The impacts of unobserved covariates on covariate-adaptive randomized experiments
研究了在协变量自适应随机实验中,未观测协变量与处理效应的交互如何导致估计不一致,并提出了调整检验方法以恢复第一类错误控制。
Covariate-adaptive randomization (CAR) is commonly implemented in clinical trials to balance observed covariates. Recent studies have demonstrated the advantages of CAR procedures in balancing covariates and improving the subsequent statistical analysis. Covariate balance is crucial, but it is not a panacea for the valid statistical inferences. If the response to a treatment interacts with some unobserved covariates, the conclusion drawn from a CAR experiment may be affected, and thus, be inconsistent with other evidence. This paper aims to demonstrate the relationships between unobserved covariates and the analysis of treatment and covariate effects in CAR experiments.

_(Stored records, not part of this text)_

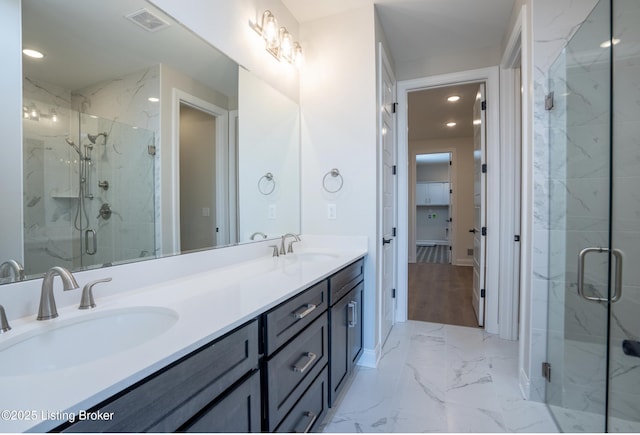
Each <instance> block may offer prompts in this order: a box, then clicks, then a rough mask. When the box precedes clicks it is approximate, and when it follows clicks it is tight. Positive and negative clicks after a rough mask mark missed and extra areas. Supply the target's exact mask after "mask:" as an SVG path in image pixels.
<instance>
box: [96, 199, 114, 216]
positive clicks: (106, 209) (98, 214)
mask: <svg viewBox="0 0 640 435" xmlns="http://www.w3.org/2000/svg"><path fill="white" fill-rule="evenodd" d="M111 213H112V211H111V206H110V205H109V204H108V203H106V202H105V203H104V204H102V207H100V212H99V214H98V216H96V218H102V219H104V220H107V219H109V218H110V217H111Z"/></svg>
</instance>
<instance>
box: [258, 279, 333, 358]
mask: <svg viewBox="0 0 640 435" xmlns="http://www.w3.org/2000/svg"><path fill="white" fill-rule="evenodd" d="M328 288H329V286H328V283H327V281H326V280H324V281H321V282H319V283H318V284H316V285H314V286H313V287H311V288H310V289H308V290H305V291H303V292H302V293H300V294H298V295H296V296H294V297H293V298H291V299H289V300H288V301H286V302H283V303H282V304H280V305H278V306H277V307H275V308H274V309H272V310H270V311H268V312H267V313H266V314H265V334H264V336H265V348H266V352H265V353H266V354H267V355H271V354H273V353H274V352H275V351H276V350H277V349H279V348H280V347H281V346H282V345H283V344H285V343H286V342H287V341H289V340H291V339H292V338H293V337H294V336H296V335H297V334H298V333H300V331H302V329H304V328H305V327H306V326H307V325H309V324H310V323H311V322H313V321H314V320H315V319H317V318H318V316H320V315H322V313H324V312H325V311H327V307H328V305H329V304H328V298H329V295H328Z"/></svg>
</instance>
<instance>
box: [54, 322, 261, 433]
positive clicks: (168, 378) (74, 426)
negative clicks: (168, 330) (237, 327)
mask: <svg viewBox="0 0 640 435" xmlns="http://www.w3.org/2000/svg"><path fill="white" fill-rule="evenodd" d="M258 358H259V355H258V322H257V321H256V320H253V321H251V322H250V323H248V324H246V325H244V326H242V327H240V328H239V329H236V330H235V331H233V332H231V333H229V334H228V335H226V336H224V337H222V338H220V339H219V340H217V341H215V342H214V343H212V344H208V345H206V346H204V347H202V348H201V349H198V350H196V351H195V352H193V353H191V354H189V355H187V356H185V357H184V358H182V359H180V360H179V361H177V362H175V363H174V364H171V365H170V366H168V367H167V368H165V369H162V370H160V371H159V372H157V373H154V374H153V375H151V376H149V377H148V378H146V379H144V380H142V381H140V382H139V383H137V384H135V385H134V386H132V387H130V388H129V389H128V390H125V392H124V393H121V394H119V395H116V396H114V397H113V398H112V399H109V400H108V401H107V402H104V403H102V404H100V405H98V406H97V407H96V408H94V409H93V410H101V411H102V412H112V413H113V419H111V420H110V421H88V420H85V421H80V422H77V423H75V424H73V425H71V426H69V427H67V428H65V429H64V430H63V431H64V432H173V431H175V430H177V429H178V428H179V427H180V426H182V425H183V424H185V423H186V422H187V421H188V420H189V419H191V418H192V417H193V416H194V415H195V414H197V413H198V412H199V411H200V410H202V409H203V408H204V407H206V406H207V405H208V404H209V403H211V402H212V401H213V400H214V399H215V398H216V397H217V396H219V395H220V394H221V393H223V392H224V391H225V390H226V389H227V388H229V387H230V386H231V385H233V384H234V383H235V382H236V381H238V380H239V379H240V378H242V377H243V376H244V375H245V374H246V373H248V372H249V371H251V370H253V369H255V368H257V367H258Z"/></svg>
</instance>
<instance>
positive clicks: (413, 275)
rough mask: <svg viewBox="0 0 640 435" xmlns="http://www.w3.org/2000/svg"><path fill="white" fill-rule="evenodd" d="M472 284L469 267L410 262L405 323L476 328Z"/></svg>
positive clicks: (447, 264)
mask: <svg viewBox="0 0 640 435" xmlns="http://www.w3.org/2000/svg"><path fill="white" fill-rule="evenodd" d="M472 285H473V268H472V267H468V266H452V265H450V264H433V263H410V264H409V320H420V321H423V322H434V323H445V324H447V325H458V326H475V327H477V326H478V321H477V319H476V315H475V312H474V311H473V307H472V306H471V292H472Z"/></svg>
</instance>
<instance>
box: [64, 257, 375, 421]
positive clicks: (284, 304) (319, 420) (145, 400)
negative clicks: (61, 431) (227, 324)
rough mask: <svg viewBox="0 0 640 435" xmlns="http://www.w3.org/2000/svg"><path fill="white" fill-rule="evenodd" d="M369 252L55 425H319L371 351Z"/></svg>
mask: <svg viewBox="0 0 640 435" xmlns="http://www.w3.org/2000/svg"><path fill="white" fill-rule="evenodd" d="M363 265H364V261H363V260H362V259H360V260H358V261H356V262H354V263H352V264H350V265H348V266H347V267H345V268H343V269H342V270H340V271H338V272H337V273H335V274H334V275H332V276H331V277H329V278H327V279H324V280H322V281H320V282H318V283H316V284H314V285H313V286H311V287H310V288H308V289H306V290H304V291H302V292H300V293H299V294H297V295H296V296H294V297H292V298H291V299H289V300H287V301H285V302H283V303H281V304H280V305H278V306H277V307H275V308H273V309H271V310H269V311H267V312H265V313H263V314H261V315H260V316H259V317H258V318H257V319H254V320H252V321H250V322H247V323H246V324H244V325H243V326H241V327H239V328H237V329H235V330H234V331H232V332H230V333H228V334H226V335H225V336H223V337H221V338H219V339H216V340H214V341H213V342H211V343H209V344H207V345H205V346H203V347H201V348H199V349H197V350H196V351H194V352H192V353H190V354H189V355H186V356H185V357H183V358H181V359H180V360H178V361H176V362H174V363H172V364H170V365H168V366H167V367H164V368H162V369H160V370H158V371H157V372H156V373H154V374H152V375H150V376H148V377H147V378H145V379H143V380H141V381H139V382H138V383H136V384H134V385H132V386H131V387H129V388H127V389H126V390H124V391H122V392H120V393H118V394H116V395H114V396H113V397H111V398H109V399H107V400H105V401H103V402H102V403H100V404H98V405H97V406H95V407H93V408H92V409H90V410H89V411H100V412H102V413H112V415H113V418H112V419H110V420H106V421H105V420H83V421H76V422H75V423H73V424H70V423H65V424H64V425H61V426H59V427H57V428H55V429H54V430H53V431H54V432H60V431H62V432H176V431H177V432H227V433H229V432H235V433H238V432H260V431H268V432H312V431H314V430H315V429H317V427H318V426H319V425H320V423H321V422H322V419H323V418H324V416H325V414H326V412H327V408H328V407H329V405H330V404H333V402H334V400H335V398H336V397H337V395H338V394H339V392H340V391H341V390H342V388H343V387H344V385H345V380H346V379H347V378H348V376H349V374H350V373H351V372H352V367H353V365H354V364H355V362H356V361H357V359H358V357H359V356H360V354H361V353H362V315H363V310H362V300H363V293H364V283H363Z"/></svg>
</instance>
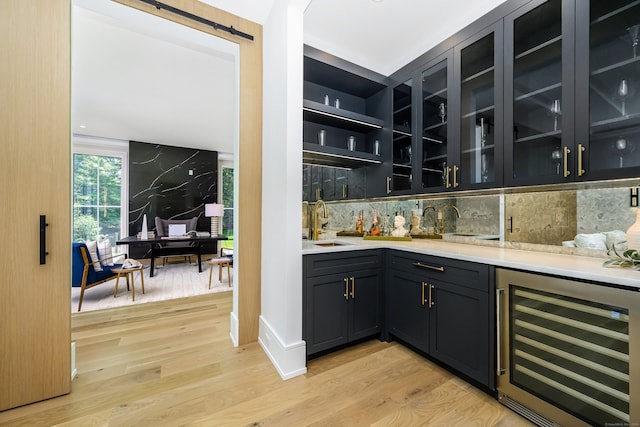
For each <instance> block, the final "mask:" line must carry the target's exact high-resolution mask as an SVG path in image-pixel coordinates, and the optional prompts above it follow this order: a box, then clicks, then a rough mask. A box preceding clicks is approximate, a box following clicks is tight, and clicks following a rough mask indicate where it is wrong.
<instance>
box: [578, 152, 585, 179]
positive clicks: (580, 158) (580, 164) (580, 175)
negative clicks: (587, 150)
mask: <svg viewBox="0 0 640 427" xmlns="http://www.w3.org/2000/svg"><path fill="white" fill-rule="evenodd" d="M584 150H585V148H584V145H582V144H578V176H582V175H584V169H583V168H582V153H584Z"/></svg>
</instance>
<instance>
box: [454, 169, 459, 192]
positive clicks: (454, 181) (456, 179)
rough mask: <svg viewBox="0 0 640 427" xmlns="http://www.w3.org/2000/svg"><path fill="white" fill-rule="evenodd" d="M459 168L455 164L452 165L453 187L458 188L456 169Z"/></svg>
mask: <svg viewBox="0 0 640 427" xmlns="http://www.w3.org/2000/svg"><path fill="white" fill-rule="evenodd" d="M459 170H460V168H459V167H458V166H456V165H454V166H453V188H458V185H460V184H459V183H458V171H459Z"/></svg>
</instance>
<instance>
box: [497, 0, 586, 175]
mask: <svg viewBox="0 0 640 427" xmlns="http://www.w3.org/2000/svg"><path fill="white" fill-rule="evenodd" d="M564 18H566V19H564ZM570 18H571V17H570V16H567V17H563V2H562V0H547V1H534V2H532V3H530V4H529V5H527V6H526V7H525V8H523V9H519V10H518V11H517V12H515V13H514V14H512V15H509V16H508V17H507V18H505V100H506V103H507V104H506V105H507V108H506V109H505V125H504V126H505V127H504V137H505V168H504V173H505V176H504V180H505V184H507V185H528V184H548V183H557V182H566V181H568V180H573V175H572V173H571V165H570V163H569V162H570V161H571V159H572V158H573V156H574V155H575V153H574V149H573V145H574V134H573V74H572V73H573V50H572V49H573V33H572V31H573V28H572V26H571V25H570V22H571V21H570Z"/></svg>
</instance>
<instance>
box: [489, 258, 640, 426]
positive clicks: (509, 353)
mask: <svg viewBox="0 0 640 427" xmlns="http://www.w3.org/2000/svg"><path fill="white" fill-rule="evenodd" d="M638 274H640V273H638ZM496 294H497V310H496V316H497V319H496V320H497V322H496V325H497V333H498V335H497V345H498V349H497V384H498V387H497V388H498V399H499V401H500V402H501V403H502V404H504V405H505V406H507V407H509V408H511V409H513V410H514V411H516V412H518V413H520V414H521V415H523V416H524V417H525V418H528V419H529V420H531V421H532V422H534V423H536V424H538V425H541V426H554V425H562V426H571V427H573V426H581V425H585V426H588V425H597V426H629V425H640V319H639V316H640V292H638V290H637V289H631V288H629V289H626V288H620V287H612V286H607V285H606V284H595V283H588V282H580V281H575V280H568V279H563V278H558V277H551V276H544V275H539V274H531V273H524V272H519V271H513V270H506V269H496Z"/></svg>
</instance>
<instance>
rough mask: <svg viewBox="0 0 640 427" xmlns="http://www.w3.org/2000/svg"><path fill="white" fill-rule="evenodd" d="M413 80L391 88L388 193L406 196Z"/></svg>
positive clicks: (412, 170)
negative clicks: (392, 114) (391, 123)
mask: <svg viewBox="0 0 640 427" xmlns="http://www.w3.org/2000/svg"><path fill="white" fill-rule="evenodd" d="M412 92H413V80H412V79H409V80H406V81H404V82H402V83H399V84H396V85H395V86H394V87H393V141H392V161H393V171H392V174H391V176H390V177H389V178H388V184H387V185H388V193H393V194H406V193H410V192H411V190H412V182H413V151H414V142H413V129H412V124H413V122H414V120H413V114H414V113H413V111H414V110H413V94H412Z"/></svg>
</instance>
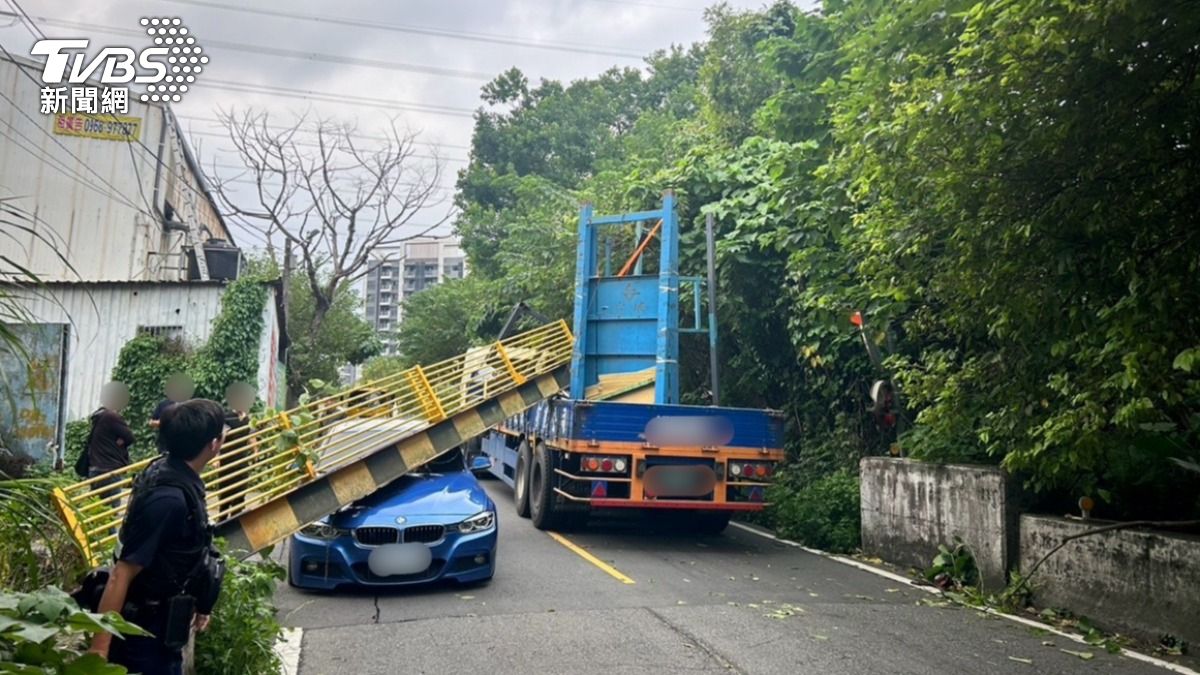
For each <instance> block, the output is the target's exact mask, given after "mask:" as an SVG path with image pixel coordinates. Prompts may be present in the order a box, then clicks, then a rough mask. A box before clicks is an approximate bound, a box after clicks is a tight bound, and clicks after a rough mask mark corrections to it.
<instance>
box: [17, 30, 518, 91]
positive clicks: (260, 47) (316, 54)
mask: <svg viewBox="0 0 1200 675" xmlns="http://www.w3.org/2000/svg"><path fill="white" fill-rule="evenodd" d="M37 20H40V22H42V23H47V24H49V25H56V26H60V28H71V29H77V30H90V31H98V32H108V34H113V35H128V36H136V37H144V36H145V31H140V30H133V29H124V28H118V26H110V25H97V24H84V23H76V22H67V20H61V19H54V18H49V17H37ZM203 43H204V47H220V48H223V49H233V50H236V52H248V53H251V54H264V55H268V56H280V58H284V59H300V60H305V61H324V62H329V64H341V65H350V66H365V67H371V68H382V70H390V71H408V72H416V73H422V74H437V76H442V77H457V78H463V79H474V80H490V79H492V78H493V77H494V73H487V72H480V71H466V70H460V68H444V67H440V66H426V65H421V64H401V62H396V61H380V60H376V59H359V58H355V56H338V55H337V54H323V53H319V52H296V50H293V49H280V48H276V47H262V46H257V44H246V43H245V42H229V41H224V40H211V38H204V41H203Z"/></svg>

We first derive the asymptotic properties of the statistical methods based on a linear model framework with interactions between the treatment and an unobserved covariate. We also provide sufficient conditions for the identifiability of the treatment and covariate effects. Our results theoretically explain how inconsistent estimations are generated in CAR experiments when some important covariates are unobserved. Under these sufficient conditions, we show that the tests for the treatment and covariate effects can have reduced Type I errors under CAR procedures. A residual-based adjusted test is proposed to recover the Type I error when the effect can be correctly estimated. Numerical studies are conducted to evaluate the performance of our proposed procedure and theoretical findings.